Неприятный сон вскоре приснился ему — Виктор Аркадьевич, пристально глядя на него своими широко расставленными, немного навыкате, черными глазами, уверял, что на всем свете существует только он, телеграфист Христофоров, неоспоримым доказательством чему служит его замечательная форменная тужурка с золотыми пуговицами, человека же по имени Павел Полторацкий нет вообще, он всего-навсего плод воображения телеграфиста, его порождение и добровольный мираж… условность, как, впрочем, все в этом мире, за исключением, разумеется, телеграфиста Христофорова, единственного, кто имеет право на золотые пуговицы — знак подлинного существования и законности желаний… Обратите внимание, он даже на имя свое не откликается, в чем можете убедиться самолично, вот-с… — уже совсем странно, с какой-то непонятной угодливостью мельтешил Виктор Аркадьевич и, для чего-то приставив к губам сложенные в рупор ладони, звал: Павел Полторацкий!
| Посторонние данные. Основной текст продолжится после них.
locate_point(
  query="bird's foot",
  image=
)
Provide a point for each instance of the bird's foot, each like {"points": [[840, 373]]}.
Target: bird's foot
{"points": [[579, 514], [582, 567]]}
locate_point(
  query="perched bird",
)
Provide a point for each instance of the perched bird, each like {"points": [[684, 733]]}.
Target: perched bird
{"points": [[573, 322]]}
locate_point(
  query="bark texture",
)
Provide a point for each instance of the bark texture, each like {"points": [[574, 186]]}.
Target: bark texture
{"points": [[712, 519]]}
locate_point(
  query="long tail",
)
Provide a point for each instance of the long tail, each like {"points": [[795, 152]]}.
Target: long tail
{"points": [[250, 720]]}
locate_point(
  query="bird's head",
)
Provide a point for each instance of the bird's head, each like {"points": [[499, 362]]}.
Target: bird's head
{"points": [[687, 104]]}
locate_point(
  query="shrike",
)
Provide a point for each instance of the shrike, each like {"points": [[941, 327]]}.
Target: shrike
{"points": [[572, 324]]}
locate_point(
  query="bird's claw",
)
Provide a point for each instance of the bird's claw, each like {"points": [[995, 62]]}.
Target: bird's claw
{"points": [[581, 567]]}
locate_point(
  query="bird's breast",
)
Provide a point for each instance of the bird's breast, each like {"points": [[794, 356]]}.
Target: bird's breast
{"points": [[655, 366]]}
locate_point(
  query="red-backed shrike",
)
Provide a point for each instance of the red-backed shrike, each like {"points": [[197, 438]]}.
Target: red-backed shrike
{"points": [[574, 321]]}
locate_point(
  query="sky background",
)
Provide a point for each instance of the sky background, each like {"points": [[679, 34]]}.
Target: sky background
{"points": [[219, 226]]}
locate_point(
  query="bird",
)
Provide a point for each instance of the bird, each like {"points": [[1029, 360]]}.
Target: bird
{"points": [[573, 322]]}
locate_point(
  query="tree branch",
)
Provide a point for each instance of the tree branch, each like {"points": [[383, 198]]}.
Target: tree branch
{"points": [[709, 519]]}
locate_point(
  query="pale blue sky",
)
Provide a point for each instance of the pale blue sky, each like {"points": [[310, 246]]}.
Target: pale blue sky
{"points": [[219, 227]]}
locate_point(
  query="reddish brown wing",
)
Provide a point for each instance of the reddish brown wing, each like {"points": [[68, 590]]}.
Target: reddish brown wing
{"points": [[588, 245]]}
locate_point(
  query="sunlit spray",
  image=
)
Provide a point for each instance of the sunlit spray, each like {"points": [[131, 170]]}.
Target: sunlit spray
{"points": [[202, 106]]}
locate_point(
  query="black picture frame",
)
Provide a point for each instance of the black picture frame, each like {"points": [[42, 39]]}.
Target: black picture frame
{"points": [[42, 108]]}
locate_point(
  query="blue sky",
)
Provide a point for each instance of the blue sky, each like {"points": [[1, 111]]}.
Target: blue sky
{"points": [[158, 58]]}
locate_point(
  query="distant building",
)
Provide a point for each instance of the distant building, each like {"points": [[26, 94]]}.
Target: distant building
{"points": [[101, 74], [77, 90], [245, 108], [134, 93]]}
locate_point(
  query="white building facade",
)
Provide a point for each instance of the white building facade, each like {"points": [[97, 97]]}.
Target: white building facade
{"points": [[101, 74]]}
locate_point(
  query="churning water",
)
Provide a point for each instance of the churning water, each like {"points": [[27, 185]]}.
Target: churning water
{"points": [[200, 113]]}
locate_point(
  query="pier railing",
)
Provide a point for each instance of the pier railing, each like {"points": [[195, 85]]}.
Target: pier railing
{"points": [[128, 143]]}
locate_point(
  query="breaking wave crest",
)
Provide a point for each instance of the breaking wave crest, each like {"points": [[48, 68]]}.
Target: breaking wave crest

Павел Герасимович Полторацкий! Вот видите, обрадовался и даже подпрыгнул телеграфист, что совершенно с ним не вязалось, молчит! Вымысел… тень… — даже ударить можно, и он решительно ничего не почувствует, решительно ничего, уверяю вас! Желаете попробовать?

Полторацкий проснулся от боли. Он открыл глаза, и тут же получил удар по лицу, потом удары посыпались один за другим, он сжался, пытаясь от них защититься, но чья-то сильная рука рванула его за воротник гимнастерки, он упал на пол и тотчас захлебнулся от удара сапогом в грудь. «Будет вам, — прозвучал над ним чей-то голос. — Убьете товарища раньше срока… А ну, вставай!» Он медленно сел, опираясь руками об пол, затем ухватился за стул, подтянулся и встал. Ноги дрожали, голова кружилась, тошнило. По лицу что-то текло, он провел рукой, поднес ее близко к глазам — ладонь была в крови. «Кровь», — подумал он и с усилием поднял тяжелую голову.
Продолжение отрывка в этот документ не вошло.